We enrolled 50 consecutive consenting patients with known or at high risk for OSA. Three were then excluded (did not qualify, or procedure canceled). Procedures in 47 patients included 21 ICD implants (12 with defibrillation testing), 8 pacemaker implants, 11 ablations, and 7 cardioversions; some patients had combined procedures, e.g., "ablate & pace." Standard NIPPV settings were used. Staff were trained in general NIPPV device monitoring and management. Data collected included vital signs, O saturations, hypercapnia, demographics, toleration of NIPPV, and complications.

RESULTS

There were no NIPPV-related complications and no long-term adverse sequelae in the 47 patients who participated in the protocol. No patient required intubation or urgent rescue from an anesthesiologist. Most patients (45) tolerated NIPPV including patients without prior experience.

CONCLUSIONS

NIPPV with sedation can be safely delivered in high-risk OSA patients by trained non-anesthesiologist/pulmonary/intensive care personnel in an EP lab setting.

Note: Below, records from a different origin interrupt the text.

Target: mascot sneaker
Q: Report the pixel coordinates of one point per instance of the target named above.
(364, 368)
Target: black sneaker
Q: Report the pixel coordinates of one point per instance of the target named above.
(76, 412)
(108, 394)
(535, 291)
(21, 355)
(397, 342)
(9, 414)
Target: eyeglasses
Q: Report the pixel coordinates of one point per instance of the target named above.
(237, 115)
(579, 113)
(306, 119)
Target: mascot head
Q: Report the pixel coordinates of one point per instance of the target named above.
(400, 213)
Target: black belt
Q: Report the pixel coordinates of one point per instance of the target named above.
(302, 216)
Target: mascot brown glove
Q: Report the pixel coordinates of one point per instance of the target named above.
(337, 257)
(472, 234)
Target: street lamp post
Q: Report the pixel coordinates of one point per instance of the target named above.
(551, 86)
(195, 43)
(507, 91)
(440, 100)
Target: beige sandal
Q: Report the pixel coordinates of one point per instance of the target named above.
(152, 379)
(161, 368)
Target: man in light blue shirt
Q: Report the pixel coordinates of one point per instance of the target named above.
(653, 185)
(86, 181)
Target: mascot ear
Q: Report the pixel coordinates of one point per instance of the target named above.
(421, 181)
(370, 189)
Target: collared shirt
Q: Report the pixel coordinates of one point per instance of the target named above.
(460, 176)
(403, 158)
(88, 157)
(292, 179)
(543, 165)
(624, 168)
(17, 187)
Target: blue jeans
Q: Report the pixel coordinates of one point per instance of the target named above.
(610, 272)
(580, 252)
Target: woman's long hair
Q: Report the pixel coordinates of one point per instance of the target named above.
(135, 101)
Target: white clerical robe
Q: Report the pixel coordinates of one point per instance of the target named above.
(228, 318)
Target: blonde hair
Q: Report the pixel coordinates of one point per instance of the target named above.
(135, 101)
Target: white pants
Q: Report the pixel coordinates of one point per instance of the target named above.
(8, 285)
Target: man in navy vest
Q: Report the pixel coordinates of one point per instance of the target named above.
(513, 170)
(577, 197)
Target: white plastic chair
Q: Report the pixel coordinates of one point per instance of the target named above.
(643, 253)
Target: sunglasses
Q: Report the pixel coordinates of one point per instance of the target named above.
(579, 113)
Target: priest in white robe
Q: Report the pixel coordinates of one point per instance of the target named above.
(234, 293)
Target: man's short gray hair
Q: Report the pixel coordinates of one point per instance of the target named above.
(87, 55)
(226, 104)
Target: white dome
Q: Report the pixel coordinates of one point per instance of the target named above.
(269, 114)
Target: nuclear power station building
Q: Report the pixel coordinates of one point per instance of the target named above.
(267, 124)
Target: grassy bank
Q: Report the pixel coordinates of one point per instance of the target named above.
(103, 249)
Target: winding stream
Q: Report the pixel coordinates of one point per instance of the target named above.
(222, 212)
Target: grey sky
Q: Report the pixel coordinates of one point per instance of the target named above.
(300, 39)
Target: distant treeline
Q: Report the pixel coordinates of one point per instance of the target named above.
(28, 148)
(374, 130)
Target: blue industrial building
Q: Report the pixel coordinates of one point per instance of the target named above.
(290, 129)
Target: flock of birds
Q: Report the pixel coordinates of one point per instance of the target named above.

Policy and procedure manuals may benefit from revision.

摘要

未标注

对于已知患有阻塞性睡眠呼吸暂停(OSA)等危险因素的高危患者,在心脏电生理(EP)手术期间,由非麻醉医生进行的正压通气联合镇静/镇痛的安全性存在担忧。如果手术在重症监护区域之外或不符合医院政策和程序规则的情况下进行,这种担忧会加剧。

背景

无创正压通气面罩通气(NIPPV,包括持续气道正压通气或双水平气道正压通气 - CPAP/BiPAP)联合镇静/镇痛通常限于由肺重症监护或麻醉科人员配备的医院科室,并由呼吸治疗师或经过专门培训的护理人员进行监测。如果由手术室的实验室工作人员进行NIPPV联合镇静,尤其是在高危患者中,会引发担忧。关于这个主题的文献很少。如所描述的NIPPV在一些机构是常规操作,而在其他机构则被禁止。我们的目的是:(1)在一组高危患者的前瞻性队列中,测试由心脏病专家开具并由经过培训的护士实施的NIPPV联合镇静的安全性和有效性;(2)提供如果结果有利可能会导致机构政策修订的数据。

方法

我们连续招募了50名已知患有或高度疑似患有OSA且同意参与的患者。随后排除了3名患者(不符合条件或手术取消)。47名患者的手术包括21例植入式心脏复律除颤器(ICD)植入(其中12例进行了除颤测试)、8例起搏器植入、11例消融术和7例心脏复律;一些患者进行了联合手术,例如“消融并起搏”。使用标准的NIPPV设置。工作人员接受了一般NIPPV设备监测和管理的培训。收集的数据包括生命体征、血氧饱和度、高碳酸血症、人口统计学信息、对NIPPV的耐受性以及并发症。

结果

参与该方案的47名患者中没有与NIPPV相关的并发症,也没有长期不良后遗症。没有患者需要插管或由麻醉医生进行紧急抢救。大多数患者(45名)耐受NIPPV,包括之前没有使用经验的患者。

结论

在EP实验室环境中,经过培训的非麻醉医生/肺科/重症监护人员可以安全地为高危OSA患者实施NIPPV联合镇静。政策和程序手册可能需要修订。